Le Quattro Volte (The Four Times)
Told in four chapters – translated “The Four Times” – the story records the earthly existence of an old man, a young goat, a tree and a batch of charcoal. Whether or not you believe like Pythagoras that the soul is passed from human to animal to vegetable to mineral – writer-director Michelangelo Frammartino’s transcendent film traces this cycle of life in the southern Italian region of Calabria. Frammertino focuses on each of the four with such tenderness and humor that slowly you perceive the interconnectedness of it all. It is a most entertaining discovery.
The story is simple: An old shepherd (Giuseppe Fuda) tends to his goats, roaming and romping over the hilly terrain. These goats are natural performers – often hilarious – and arguably more captivating than a lot of human film stars. When the shepherd slows down or collapses, the goats always return to check on him. As time passes, the goats start to tend the shepherd. With no dialogue but for narration, (Italian w/subtitles) the visuals speak like no words can.

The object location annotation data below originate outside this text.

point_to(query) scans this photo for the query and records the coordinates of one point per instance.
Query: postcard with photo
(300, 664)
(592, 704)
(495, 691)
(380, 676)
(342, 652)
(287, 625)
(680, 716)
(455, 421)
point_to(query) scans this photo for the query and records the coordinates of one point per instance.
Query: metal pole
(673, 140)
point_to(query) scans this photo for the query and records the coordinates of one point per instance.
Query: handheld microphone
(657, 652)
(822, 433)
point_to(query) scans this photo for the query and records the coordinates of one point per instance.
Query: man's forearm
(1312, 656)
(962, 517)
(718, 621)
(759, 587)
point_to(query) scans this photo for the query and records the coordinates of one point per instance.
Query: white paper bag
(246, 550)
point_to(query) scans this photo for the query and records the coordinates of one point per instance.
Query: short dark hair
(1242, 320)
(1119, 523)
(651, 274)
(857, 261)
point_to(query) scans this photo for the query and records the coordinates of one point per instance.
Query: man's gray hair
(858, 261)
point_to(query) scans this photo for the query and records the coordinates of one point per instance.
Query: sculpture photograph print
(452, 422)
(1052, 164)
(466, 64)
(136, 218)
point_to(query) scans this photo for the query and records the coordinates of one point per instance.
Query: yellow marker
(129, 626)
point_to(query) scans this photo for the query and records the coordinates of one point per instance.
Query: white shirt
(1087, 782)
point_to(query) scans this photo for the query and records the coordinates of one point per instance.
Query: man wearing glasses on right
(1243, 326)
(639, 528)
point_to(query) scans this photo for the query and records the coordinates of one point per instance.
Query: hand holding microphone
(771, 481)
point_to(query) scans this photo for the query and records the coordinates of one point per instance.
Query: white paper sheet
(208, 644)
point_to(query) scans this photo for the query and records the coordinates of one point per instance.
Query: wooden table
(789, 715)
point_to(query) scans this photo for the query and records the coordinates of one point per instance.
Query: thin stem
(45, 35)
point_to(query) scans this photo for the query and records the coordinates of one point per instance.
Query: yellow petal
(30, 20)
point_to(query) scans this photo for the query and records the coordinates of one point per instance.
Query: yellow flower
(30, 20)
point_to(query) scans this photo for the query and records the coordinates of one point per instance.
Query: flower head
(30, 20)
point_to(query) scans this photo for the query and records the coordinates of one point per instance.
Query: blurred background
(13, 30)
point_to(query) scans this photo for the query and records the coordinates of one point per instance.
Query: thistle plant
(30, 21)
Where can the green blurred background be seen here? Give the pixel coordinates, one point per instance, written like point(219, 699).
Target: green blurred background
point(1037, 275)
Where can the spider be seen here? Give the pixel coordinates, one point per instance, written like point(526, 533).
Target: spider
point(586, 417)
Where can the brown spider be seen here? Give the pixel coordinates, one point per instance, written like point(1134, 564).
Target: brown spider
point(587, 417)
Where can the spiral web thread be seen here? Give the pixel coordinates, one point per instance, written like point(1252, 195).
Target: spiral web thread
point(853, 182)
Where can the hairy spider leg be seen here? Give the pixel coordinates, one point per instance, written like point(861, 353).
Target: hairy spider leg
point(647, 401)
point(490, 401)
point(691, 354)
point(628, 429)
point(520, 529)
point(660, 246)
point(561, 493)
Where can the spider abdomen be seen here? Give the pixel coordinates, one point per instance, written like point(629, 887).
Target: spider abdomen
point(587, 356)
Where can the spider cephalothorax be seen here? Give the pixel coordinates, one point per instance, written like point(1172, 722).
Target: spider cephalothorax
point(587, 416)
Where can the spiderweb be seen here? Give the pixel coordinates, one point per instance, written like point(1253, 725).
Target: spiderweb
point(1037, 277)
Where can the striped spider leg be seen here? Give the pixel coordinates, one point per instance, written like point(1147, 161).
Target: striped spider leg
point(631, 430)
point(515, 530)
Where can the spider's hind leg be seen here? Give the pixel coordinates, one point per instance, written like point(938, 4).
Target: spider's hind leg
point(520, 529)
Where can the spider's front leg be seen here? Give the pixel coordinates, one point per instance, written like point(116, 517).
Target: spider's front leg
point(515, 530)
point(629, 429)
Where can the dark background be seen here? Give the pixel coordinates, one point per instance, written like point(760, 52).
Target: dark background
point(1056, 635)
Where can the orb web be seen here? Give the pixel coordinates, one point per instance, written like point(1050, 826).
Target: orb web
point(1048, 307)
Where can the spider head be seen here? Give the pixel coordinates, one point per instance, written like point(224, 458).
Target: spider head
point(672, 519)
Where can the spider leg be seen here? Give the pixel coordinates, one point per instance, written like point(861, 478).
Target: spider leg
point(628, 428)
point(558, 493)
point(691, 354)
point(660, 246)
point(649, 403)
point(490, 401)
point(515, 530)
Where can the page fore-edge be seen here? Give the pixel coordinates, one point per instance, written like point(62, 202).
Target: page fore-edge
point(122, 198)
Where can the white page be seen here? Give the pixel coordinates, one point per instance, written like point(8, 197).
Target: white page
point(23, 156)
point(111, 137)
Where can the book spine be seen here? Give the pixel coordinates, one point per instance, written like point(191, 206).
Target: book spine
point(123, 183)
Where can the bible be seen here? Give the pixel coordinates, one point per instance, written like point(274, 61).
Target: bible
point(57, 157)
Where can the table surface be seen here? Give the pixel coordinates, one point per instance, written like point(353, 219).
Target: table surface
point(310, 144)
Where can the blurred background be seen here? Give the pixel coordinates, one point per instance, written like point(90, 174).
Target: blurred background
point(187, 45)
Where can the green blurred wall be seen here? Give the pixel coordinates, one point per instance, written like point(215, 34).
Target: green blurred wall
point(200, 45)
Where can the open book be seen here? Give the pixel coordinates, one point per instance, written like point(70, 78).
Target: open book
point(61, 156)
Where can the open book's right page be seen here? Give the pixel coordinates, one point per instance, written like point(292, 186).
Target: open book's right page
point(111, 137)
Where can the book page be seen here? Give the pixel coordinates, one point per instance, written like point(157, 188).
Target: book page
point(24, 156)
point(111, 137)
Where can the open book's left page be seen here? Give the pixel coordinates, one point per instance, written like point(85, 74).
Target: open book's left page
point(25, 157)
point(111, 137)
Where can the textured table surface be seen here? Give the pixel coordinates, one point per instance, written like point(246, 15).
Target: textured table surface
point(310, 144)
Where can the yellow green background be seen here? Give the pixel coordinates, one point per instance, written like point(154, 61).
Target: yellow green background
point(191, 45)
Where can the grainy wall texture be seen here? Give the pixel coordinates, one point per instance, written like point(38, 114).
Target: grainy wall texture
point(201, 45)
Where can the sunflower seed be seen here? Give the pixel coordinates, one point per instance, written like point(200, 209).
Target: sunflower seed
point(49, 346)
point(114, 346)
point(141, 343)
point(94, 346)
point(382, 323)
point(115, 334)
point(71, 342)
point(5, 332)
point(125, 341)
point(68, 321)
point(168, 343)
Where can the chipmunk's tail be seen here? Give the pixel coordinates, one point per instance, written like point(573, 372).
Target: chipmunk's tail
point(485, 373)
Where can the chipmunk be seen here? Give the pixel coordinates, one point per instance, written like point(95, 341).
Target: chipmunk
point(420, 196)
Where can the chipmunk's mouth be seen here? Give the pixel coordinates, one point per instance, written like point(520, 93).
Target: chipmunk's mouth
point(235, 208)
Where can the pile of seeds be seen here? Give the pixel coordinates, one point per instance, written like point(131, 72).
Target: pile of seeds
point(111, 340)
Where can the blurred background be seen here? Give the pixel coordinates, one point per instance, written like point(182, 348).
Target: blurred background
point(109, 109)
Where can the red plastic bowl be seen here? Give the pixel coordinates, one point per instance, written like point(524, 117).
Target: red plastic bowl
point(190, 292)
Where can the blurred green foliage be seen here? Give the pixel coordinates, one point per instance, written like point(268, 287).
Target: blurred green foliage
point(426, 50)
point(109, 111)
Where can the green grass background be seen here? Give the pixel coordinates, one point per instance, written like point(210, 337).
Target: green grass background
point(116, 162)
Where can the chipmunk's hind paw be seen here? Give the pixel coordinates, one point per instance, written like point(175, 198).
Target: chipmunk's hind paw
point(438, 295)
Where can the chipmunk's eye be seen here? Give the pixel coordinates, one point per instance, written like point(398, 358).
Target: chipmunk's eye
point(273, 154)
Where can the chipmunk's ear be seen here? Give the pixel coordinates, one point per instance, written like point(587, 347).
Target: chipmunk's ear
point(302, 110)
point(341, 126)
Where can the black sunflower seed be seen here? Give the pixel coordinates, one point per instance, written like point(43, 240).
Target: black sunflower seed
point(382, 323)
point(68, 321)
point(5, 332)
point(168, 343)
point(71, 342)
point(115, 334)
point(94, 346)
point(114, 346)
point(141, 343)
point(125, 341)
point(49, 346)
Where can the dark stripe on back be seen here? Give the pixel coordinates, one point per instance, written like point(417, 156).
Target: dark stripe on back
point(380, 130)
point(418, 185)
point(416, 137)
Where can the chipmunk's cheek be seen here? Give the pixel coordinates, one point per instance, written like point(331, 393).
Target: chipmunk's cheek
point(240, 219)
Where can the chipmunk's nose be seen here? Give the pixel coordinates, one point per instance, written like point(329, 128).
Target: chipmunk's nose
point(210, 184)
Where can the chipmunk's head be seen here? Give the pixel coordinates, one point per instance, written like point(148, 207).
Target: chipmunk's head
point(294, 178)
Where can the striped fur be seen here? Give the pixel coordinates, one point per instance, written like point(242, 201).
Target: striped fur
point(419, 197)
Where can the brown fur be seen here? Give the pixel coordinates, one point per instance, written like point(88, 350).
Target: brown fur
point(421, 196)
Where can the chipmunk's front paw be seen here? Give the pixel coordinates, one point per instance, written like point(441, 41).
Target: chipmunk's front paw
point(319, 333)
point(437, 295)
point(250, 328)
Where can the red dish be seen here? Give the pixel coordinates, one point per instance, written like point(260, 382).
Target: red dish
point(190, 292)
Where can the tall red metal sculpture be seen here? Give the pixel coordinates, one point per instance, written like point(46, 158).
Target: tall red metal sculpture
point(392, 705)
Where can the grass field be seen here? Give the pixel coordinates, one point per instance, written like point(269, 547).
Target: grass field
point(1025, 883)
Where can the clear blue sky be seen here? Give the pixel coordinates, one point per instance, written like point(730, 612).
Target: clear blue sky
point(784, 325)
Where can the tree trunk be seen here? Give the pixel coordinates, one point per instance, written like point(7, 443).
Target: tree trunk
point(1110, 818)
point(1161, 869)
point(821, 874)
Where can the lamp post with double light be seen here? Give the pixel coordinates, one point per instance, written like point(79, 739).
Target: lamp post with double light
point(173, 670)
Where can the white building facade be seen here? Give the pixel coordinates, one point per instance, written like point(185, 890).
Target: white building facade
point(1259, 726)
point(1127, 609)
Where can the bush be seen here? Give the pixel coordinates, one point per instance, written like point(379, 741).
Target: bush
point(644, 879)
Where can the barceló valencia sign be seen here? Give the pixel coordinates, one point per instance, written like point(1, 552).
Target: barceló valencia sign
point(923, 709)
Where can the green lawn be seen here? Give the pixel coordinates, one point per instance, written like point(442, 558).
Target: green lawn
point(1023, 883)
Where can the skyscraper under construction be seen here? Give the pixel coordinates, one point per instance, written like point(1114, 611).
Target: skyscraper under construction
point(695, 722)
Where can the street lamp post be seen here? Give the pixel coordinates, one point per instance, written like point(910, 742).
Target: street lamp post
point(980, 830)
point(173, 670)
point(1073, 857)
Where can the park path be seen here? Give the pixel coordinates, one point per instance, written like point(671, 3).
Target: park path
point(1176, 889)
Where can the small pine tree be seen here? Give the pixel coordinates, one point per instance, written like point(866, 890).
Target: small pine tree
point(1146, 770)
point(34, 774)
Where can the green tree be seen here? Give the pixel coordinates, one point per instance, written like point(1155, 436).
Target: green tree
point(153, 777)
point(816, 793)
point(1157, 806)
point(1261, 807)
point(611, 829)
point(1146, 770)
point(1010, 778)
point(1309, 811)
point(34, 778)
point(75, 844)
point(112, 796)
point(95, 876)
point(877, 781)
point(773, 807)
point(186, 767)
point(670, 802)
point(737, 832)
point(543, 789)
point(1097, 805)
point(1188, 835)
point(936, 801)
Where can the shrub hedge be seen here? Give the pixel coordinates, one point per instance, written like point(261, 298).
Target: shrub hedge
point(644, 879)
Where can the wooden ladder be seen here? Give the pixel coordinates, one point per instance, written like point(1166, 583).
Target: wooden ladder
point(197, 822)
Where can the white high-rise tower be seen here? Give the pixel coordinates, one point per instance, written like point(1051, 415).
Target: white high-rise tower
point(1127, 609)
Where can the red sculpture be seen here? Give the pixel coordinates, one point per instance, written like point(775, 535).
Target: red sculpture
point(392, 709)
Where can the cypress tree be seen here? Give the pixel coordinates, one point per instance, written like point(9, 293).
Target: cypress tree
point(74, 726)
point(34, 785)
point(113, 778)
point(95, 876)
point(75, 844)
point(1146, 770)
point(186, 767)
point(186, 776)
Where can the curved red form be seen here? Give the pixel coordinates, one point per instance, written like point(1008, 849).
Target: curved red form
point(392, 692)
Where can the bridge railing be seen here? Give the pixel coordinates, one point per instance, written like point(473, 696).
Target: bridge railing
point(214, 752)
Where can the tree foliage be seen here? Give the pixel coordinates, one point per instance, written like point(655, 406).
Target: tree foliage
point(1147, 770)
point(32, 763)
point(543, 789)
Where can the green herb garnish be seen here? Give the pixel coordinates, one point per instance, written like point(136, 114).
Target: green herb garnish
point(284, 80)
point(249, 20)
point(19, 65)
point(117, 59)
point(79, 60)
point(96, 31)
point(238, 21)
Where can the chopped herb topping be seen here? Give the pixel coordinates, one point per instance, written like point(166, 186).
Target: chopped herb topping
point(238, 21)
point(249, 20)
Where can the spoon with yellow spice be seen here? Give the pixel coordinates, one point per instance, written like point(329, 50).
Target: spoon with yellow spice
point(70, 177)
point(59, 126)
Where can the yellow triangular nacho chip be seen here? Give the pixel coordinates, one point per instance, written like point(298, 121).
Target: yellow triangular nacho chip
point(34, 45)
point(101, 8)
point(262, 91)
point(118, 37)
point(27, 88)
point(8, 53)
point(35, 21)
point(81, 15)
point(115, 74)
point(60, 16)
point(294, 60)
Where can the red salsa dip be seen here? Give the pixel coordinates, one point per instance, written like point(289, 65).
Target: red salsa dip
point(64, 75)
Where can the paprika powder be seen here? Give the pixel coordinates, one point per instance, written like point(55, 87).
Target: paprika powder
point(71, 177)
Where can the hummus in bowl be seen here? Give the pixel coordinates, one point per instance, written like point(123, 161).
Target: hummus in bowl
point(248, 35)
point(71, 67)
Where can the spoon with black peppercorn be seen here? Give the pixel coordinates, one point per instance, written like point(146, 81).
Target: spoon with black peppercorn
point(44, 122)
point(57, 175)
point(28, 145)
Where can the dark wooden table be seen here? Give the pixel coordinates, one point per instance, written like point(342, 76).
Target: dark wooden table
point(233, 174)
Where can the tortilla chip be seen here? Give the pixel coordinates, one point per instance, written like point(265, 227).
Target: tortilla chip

It’s a safe bet that you have never seen a movie like this. You will laugh and cry and benefit from something much more – a gift of seeing the world we share like you’ve never seen it before. Put it in your DVD queue immediately.
Contagion
An airborne virus threatens mankind. Director Steven Soderbergh’s riveting medical thriller features an all-star cast – many of whom don’t make it to the end credits – headed by Matt Damon – who does.
I can’t recall a more vivid illustration of the step-by-step fragility of an ecosystem than the film’s last sequence of quick cuts, building to the discovery of how this lethal pandemic took flight: A bulldozer knocks down a tree in a remote forest in China – Bats fly out of the tree – One bat, presumably infected with the virus, grabs a piece of banana and flies to a perch over a pig pen – The bat drops the banana piece – A pig eats it – The slaughtered pig is sold – A gourmet chef in an upscale Chinese hotel kitchen prepares the pig with his bare hands – The chef goes out to the dining room and poses in a picture with Beth (Gwyneth Paltrow), there on a business trip – In the picture, they hold hands, transferring the virus to her, the first victim, and starting the chain of events.
Scary stuff. And, according to Soderbergh and screenwriter Scott Z. Burns, grounded in real science and real possibilities when the sensitive balance of life tilts out of control.